The project uses Poetry for dependency management and a `src` package layout for Python modules.
## Project Layout
- `src/github_datapipe/core/`
Shared config, GitHub API, runtime, and file IO helpers.
- `src/github_datapipe/phases/phase1_repository_sampling/`
Phase 1 repository discovery and persistence.
- `src/github_datapipe/phases/phase2_commit_ingestion/`
Phase 2 commit fetching and persistence.
- `tests/`
Automated tests for the pipeline behavior.
## Prerequisites
- Python 3.12 installed locally
- Poetry installed locally
- GitHub personal access token stored in `.env` as:
```env
github_token=YOUR_TOKEN_HERE
```
## Install Dependencies
From the project root, install the local environment with:
```powershell
poetry install
```
## Run Phase 1
The default phase 1 command collects 10 repositories using the default search query from `src/github_datapipe/core/config.py`.
```powershell
poetry run github-datapipe sample-repos
```
Useful overrides:
```powershell
poetry run github-datapipe sample-repos --count 25
poetry run github-datapipe sample-repos --count 25 --query "is:public stars:>50 size:>5000 archived:false"
poetry run github-datapipe sample-repos --mode fresh
```
### Phase 1 Outputs
After phase 1 completes, check:
- `runs/<run_id>/phase1_repository_sampling/repos.jsonl`
- `runs/<run_id>/phase1_repository_sampling/manifest.json`
- `runs/seen_repo_ids.json`
The command prints the generated `run_id`, which you will use for phase 2.
## Run Phase 2
Phase 2 consumes the saved phase 1 repositories and downloads commit history from each repository's current default branch.

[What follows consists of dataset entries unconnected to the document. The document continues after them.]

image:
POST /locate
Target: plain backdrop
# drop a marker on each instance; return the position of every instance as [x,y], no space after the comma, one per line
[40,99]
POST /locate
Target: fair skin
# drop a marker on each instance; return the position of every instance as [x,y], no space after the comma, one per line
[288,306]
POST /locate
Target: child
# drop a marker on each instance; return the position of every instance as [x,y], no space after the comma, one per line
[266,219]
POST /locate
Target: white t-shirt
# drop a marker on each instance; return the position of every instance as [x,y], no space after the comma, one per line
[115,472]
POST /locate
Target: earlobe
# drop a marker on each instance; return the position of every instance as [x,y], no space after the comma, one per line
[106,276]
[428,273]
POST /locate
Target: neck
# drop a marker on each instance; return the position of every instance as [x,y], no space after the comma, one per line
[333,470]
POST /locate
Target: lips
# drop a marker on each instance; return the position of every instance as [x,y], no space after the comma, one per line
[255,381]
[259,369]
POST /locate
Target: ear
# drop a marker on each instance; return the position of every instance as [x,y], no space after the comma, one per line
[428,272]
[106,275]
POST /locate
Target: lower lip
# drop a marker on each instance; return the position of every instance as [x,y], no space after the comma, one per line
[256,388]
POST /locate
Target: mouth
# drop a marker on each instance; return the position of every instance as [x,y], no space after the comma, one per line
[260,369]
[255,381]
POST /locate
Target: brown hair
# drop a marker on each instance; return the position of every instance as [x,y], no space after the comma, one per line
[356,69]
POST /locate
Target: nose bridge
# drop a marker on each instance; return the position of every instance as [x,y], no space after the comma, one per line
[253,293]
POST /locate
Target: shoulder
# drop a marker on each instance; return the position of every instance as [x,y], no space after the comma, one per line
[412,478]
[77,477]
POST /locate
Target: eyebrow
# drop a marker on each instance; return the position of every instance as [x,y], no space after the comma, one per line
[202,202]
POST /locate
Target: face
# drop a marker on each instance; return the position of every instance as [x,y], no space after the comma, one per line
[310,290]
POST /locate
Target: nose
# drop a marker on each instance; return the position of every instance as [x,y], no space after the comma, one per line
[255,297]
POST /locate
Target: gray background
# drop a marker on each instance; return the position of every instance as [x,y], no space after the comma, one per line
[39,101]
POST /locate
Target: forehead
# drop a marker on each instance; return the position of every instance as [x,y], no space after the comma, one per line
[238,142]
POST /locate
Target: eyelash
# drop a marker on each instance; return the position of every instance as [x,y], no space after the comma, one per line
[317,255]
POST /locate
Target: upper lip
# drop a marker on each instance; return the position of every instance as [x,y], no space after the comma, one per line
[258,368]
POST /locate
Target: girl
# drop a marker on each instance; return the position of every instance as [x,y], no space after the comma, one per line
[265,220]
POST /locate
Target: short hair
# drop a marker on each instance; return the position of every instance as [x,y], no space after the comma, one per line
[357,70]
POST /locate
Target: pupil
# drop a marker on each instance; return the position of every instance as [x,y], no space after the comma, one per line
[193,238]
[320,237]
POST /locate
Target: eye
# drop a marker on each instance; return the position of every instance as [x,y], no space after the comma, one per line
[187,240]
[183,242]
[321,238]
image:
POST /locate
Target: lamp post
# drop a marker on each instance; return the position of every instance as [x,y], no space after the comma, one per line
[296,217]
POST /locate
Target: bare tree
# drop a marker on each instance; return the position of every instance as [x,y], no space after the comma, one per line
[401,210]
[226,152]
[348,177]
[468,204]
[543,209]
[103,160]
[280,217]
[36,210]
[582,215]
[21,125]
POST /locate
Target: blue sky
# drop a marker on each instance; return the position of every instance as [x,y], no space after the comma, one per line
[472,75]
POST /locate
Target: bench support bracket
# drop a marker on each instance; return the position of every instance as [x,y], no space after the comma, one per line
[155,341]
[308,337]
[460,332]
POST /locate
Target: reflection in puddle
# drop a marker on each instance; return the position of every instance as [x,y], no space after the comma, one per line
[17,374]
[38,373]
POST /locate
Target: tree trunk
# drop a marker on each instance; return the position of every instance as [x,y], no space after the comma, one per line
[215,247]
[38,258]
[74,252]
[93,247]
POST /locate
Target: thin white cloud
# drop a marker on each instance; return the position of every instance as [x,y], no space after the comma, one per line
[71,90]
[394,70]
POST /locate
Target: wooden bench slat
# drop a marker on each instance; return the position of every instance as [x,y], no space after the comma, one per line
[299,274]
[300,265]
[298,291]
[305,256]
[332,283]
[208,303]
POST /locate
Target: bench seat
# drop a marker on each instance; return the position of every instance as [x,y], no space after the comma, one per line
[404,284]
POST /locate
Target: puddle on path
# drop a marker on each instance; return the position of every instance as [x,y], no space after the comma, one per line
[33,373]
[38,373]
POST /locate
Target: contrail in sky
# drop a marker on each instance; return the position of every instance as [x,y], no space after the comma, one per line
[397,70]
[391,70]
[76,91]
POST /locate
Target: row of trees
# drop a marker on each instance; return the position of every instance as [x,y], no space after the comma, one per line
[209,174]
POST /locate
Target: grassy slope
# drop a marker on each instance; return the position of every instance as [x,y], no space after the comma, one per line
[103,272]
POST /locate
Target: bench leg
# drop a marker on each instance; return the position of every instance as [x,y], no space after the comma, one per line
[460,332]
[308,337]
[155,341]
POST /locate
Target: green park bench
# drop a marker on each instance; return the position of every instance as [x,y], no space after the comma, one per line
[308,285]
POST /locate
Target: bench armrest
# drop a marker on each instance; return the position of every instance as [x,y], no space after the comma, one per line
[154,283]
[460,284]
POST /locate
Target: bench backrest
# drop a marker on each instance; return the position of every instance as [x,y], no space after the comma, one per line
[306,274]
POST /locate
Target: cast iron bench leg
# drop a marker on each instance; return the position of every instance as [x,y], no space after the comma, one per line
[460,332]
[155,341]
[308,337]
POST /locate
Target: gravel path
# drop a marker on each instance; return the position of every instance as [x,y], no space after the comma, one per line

Run against a phase 1 run:
```powershell
poetry run github-datapipe fetch-commits --run-id <run_id>
```
Useful overrides:
```powershell
poetry run github-datapipe fetch-commits --run-id <run_id> --mode resume
poetry run github-datapipe fetch-commits --run-id <run_id> --max-pages-per-repo 3
poetry run github-datapipe fetch-commits --run-id <run_id> --per-page 50
```
### Phase 2 Defaults
- `mode=refresh`
- `per_page=100`
- `max_pages_per_repo=1`
The default `max_pages_per_repo=1` keeps the prototype small and limits commit downloads to the first page for each repository.
### Phase 2 Outputs
After phase 2 completes, check:
- `runs/<run_id>/phase2_commit_ingestion/commits/commits-0001.jsonl`
- `runs/<run_id>/phase2_commit_ingestion/repo_status.jsonl`
- `runs/<run_id>/phase2_commit_ingestion/manifest.json`
## Run Tests
Run the automated tests with:
```powershell
poetry run pytest -q
```
## Alternate CLI Invocation
If the Poetry script entrypoint is not available yet, run the CLI module directly:
```powershell
poetry run python -m github_datapipe.cli sample-repos
poetry run python -m github_datapipe.cli fetch-commits --run-id <run_id>
```
## Notes
- Phase 1 currently uses deterministic GitHub Search traversal rather than randomized sampling.
- Phase 2 stores one normalized commit per JSONL line.
- Resume mode in phase 2 skips repositories already marked `complete`.
- Truncated repositories are marked as `success_with_warning` when the page cap is reached.